Upgrade Trauma

I have a toaster that is 15 years old. It creates a nice golden brown crispiness to my morning toast as well as it did when it was new. It has never needed repair.

I bought my 25" bedroom television shortly after moving into my first apartment 14 years ago. It connected perfectly to a new VCR five years later. The only replacement parts I've purchased for the TV are batteries for the remote -twice. Today it works great with my DVD player that hadn't even been invented when I first unboxed my TV.

There are probably household items and appliances you remember from childhood that are still in use at your mom's house. A stove, an electric can opener -you name it. Many high-quality, carefully manufactured household items we purchase can last for decades.
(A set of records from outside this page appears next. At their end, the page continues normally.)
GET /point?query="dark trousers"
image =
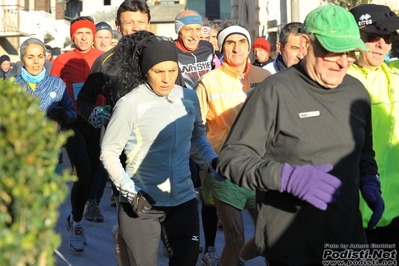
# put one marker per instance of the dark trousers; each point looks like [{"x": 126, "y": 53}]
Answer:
[
  {"x": 385, "y": 235},
  {"x": 83, "y": 150}
]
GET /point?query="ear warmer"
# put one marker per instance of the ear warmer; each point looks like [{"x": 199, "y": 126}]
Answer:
[
  {"x": 82, "y": 24},
  {"x": 223, "y": 34},
  {"x": 179, "y": 23}
]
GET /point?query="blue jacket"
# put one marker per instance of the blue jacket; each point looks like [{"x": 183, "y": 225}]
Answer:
[{"x": 52, "y": 94}]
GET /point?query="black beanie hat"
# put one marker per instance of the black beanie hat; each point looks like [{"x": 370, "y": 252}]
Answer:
[
  {"x": 154, "y": 50},
  {"x": 103, "y": 26},
  {"x": 4, "y": 58}
]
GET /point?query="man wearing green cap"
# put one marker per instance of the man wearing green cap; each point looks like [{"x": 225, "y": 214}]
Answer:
[{"x": 302, "y": 140}]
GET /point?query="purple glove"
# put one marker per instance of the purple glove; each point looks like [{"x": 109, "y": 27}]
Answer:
[
  {"x": 59, "y": 114},
  {"x": 311, "y": 183},
  {"x": 370, "y": 188}
]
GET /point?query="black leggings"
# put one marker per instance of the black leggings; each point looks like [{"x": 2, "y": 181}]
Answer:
[
  {"x": 83, "y": 150},
  {"x": 180, "y": 226}
]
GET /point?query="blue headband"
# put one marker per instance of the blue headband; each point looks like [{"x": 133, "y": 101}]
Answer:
[{"x": 179, "y": 23}]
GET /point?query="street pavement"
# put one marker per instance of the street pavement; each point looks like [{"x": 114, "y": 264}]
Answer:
[{"x": 100, "y": 250}]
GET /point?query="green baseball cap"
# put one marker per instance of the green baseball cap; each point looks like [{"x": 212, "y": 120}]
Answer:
[{"x": 335, "y": 28}]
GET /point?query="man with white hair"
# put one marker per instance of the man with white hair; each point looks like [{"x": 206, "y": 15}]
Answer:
[{"x": 221, "y": 94}]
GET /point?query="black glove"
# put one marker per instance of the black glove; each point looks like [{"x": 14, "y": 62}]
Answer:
[
  {"x": 142, "y": 203},
  {"x": 59, "y": 114},
  {"x": 389, "y": 24}
]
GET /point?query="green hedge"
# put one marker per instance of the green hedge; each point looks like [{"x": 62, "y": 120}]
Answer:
[{"x": 30, "y": 189}]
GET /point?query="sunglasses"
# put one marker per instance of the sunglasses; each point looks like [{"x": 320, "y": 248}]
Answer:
[{"x": 375, "y": 37}]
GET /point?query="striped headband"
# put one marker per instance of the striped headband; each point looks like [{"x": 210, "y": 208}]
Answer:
[
  {"x": 82, "y": 24},
  {"x": 179, "y": 23},
  {"x": 223, "y": 34}
]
Enter computers. They are a completely different story. Why can't they have the same longevity? Is it planned, profitable obsolescence for the manufacturers? Maybe, but why do we put up with it? The truth is that shelling out cash for a better computer every 2-3 years is practically a ritual for many people. An upgrade frequency of 2 years isn't nearly often enough to keep you "current." At today's pace of computer technology growth you would have to buy the latest computer system every week to surf the wave of staying "current."

There are a couple of situations that make us feel the need for a computer upgrade -you've probably experienced both. Usually the desire for a cool new piece of hardware or a software program that is "too new" for our computer is a strong incentive. The other impetus to upgrade is an increasing lack of patience with the sluggishness of an elderly computer.

Yes, I'm excited about getting a new computer, but the fact that I have to upgrade so regularly to accommodate "current" software is still psychologically painful to me. It's traumatic. It's inconvenient. It's expensive. I hate the fact that no matter what I buy now, I know I'll be buying a replacement again soon. Each time my technology becomes outdated, I find myself going through the 5 stages of mourning that we learned in Psych 101:

1. Denial "Wow, that new software is awesome but there is no way I'm upgrading my whole computer to run one program. I don't need to upgrade. I just got this computer two years ago. Forget it! I'm not doing it --but the newest version of that software rocks and everybody has it. Maybe they'll release a 'patch' to the software that will make it work on my old computer."

2. Anger "This is ridiculous. I paid $1,500 for this computer and this stupid new software is telling me my computer doesn't meet its requirements? How can these big, rich, companies get away with making software that only works on newer computers? Are they out of their greedy minds? Forget upgrading. There must be something else I can do. I know -I'll use different software. I'll, I'll, I'll boycott. I'll send them a nasty email threatening to go back to paper and pen. I'll start a chain-letter telling everyone I know to do the same."

3. Bargaining "OK maybe I can just have the hard drive upgraded and get by. Or I could just do all my work on the new, fast computer at the office after hours. My home computer will still be slow and outdated but look at the money savings! And the monitor flickering isn't as noticeable if I squint while I type."

4. Depression "I'm done with technology. Software and hardware companies are out to torment me. They're cruel. I don't have the money for this now. My computer is so slow. I'm out of disk space. My monitor is still flickering (even after I hit it in that special place on the side). Everything I want requires an upgrade and it's not fair -I shouldn't have to. Oh, and my dog ran away. No, don't talk to me. Life sucks right now."

5. Acceptance "By the time I upgrade my hard drive, buy a new monitor, and upgrade a couple other old components I will have spent as much money as I would on a new computer. That new software sure is cool. Fine. I say 'Uncle!' I'll buy the new computer."

I suppose if I could get games, news, check-book-balancing, business-productivity, instant communication, movies and find a date all with my toaster, I wouldn't mind upgrading it to a better model every couple years ---if new bread required it.